The authors presented a method for live yeast isolation from ancient clay vessels. In the report, Aouizerat et al. describe a screening for yeast cells in different matrices: beverage-related and non-beverage-related ancient vessels and sediments from several archaeological sites. They were capable of isolating yeasts from the clay containers of the fermented brews. More interestingly, the phenotypic and genotypic analysis revealed that the microorganisms were similar to the ones present in traditional African beverages and that they are descendants of the original fermenting yeast strains. 
How cool can bio-archaeology be?

Ancient fermented food has been studied based on recipes, residue analysis, and ancient-DNA techniques and reconstructed using modern domesticated yeast. Here, we present a novel approach based on our hypothesis that enriched yeast populations in fermented beverages could have become the dominant species in storage vessels and their descendants could be isolated and studied today. We developed a pipeline of yeast isolation from clay vessels and screened for yeast cells in beverage-related and non-beverage-related ancient vessels and sediments from several archaeological sites. We found that yeast cells could be successfully isolated specifically from clay containers of fermented beverages. The findings that genotypically the isolated yeasts are similar to those found in traditional African beverages and phenotypically they grow similar to modern beer-producing yeast strongly suggest that they are descendants of the original fermenting yeast. These results demonstrate that modern microorganisms can serve as a new tool in bio-archaeology research.

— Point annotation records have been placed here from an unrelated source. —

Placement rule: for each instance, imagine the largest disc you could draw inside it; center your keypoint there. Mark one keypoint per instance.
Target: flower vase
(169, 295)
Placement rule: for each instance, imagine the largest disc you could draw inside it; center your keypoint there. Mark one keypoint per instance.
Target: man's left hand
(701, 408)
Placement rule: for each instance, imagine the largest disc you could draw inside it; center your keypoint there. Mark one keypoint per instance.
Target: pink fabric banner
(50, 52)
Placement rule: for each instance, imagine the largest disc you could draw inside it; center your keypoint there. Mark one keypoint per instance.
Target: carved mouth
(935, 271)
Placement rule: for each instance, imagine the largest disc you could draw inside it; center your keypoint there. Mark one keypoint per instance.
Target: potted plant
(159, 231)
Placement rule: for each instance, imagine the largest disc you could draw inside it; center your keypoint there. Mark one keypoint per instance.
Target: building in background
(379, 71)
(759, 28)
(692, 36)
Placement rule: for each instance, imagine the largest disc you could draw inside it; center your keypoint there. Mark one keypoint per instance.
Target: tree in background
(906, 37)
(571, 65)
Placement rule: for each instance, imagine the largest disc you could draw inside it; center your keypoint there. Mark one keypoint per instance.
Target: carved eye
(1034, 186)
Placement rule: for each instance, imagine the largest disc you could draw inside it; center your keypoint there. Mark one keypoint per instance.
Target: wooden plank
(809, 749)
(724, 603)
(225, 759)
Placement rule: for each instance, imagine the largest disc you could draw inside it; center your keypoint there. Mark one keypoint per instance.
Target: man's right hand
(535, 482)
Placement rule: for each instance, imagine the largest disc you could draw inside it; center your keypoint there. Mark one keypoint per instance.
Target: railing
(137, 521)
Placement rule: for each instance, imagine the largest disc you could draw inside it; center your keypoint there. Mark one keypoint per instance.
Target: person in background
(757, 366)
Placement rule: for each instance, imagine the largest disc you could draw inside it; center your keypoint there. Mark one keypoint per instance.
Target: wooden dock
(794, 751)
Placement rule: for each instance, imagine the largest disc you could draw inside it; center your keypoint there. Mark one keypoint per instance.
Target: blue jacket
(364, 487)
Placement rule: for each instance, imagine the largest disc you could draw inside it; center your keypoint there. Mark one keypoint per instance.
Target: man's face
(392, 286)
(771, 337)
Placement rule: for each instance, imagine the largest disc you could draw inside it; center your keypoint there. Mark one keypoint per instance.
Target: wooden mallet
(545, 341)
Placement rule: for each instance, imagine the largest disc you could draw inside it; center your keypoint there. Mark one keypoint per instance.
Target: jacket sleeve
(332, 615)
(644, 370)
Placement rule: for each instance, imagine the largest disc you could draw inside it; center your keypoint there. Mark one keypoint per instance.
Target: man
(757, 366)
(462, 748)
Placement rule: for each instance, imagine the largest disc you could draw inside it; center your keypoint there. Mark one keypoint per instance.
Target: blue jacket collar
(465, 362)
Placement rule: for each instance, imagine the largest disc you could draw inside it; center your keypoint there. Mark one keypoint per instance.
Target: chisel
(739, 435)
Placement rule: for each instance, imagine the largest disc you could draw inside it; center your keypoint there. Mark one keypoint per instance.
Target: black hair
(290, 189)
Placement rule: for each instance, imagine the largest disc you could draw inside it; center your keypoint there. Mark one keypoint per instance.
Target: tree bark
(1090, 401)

IMPORTANCE So far, most of the study of ancient organisms has been based mainly on the analysis of ancient DNA. Here we show that it is possible to isolate and study microorganisms—yeast in this case—from ancient pottery vessels used for fermentation. We demonstrate that it is highly likely that these cells are descendants of the original yeast strains that participated in the fermentation process and were absorbed into the clay matrix of the pottery vessels. Moreover, we characterized the isolated yeast strains, their genomes, and the beer they produced. These results open new and exciting avenues in the study of domesticated microorganisms and contribute significantly to the fields of bio- and experimental archaeology that aim to reconstruct ancient artifacts and products.

Reference: Tzemach Aouizerat et al. Isolation and Characterization of Live Yeast Cells from Ancient Vessels as a Tool in Bio-Archaeology. DOI: 10.1128/mBio.00388-19.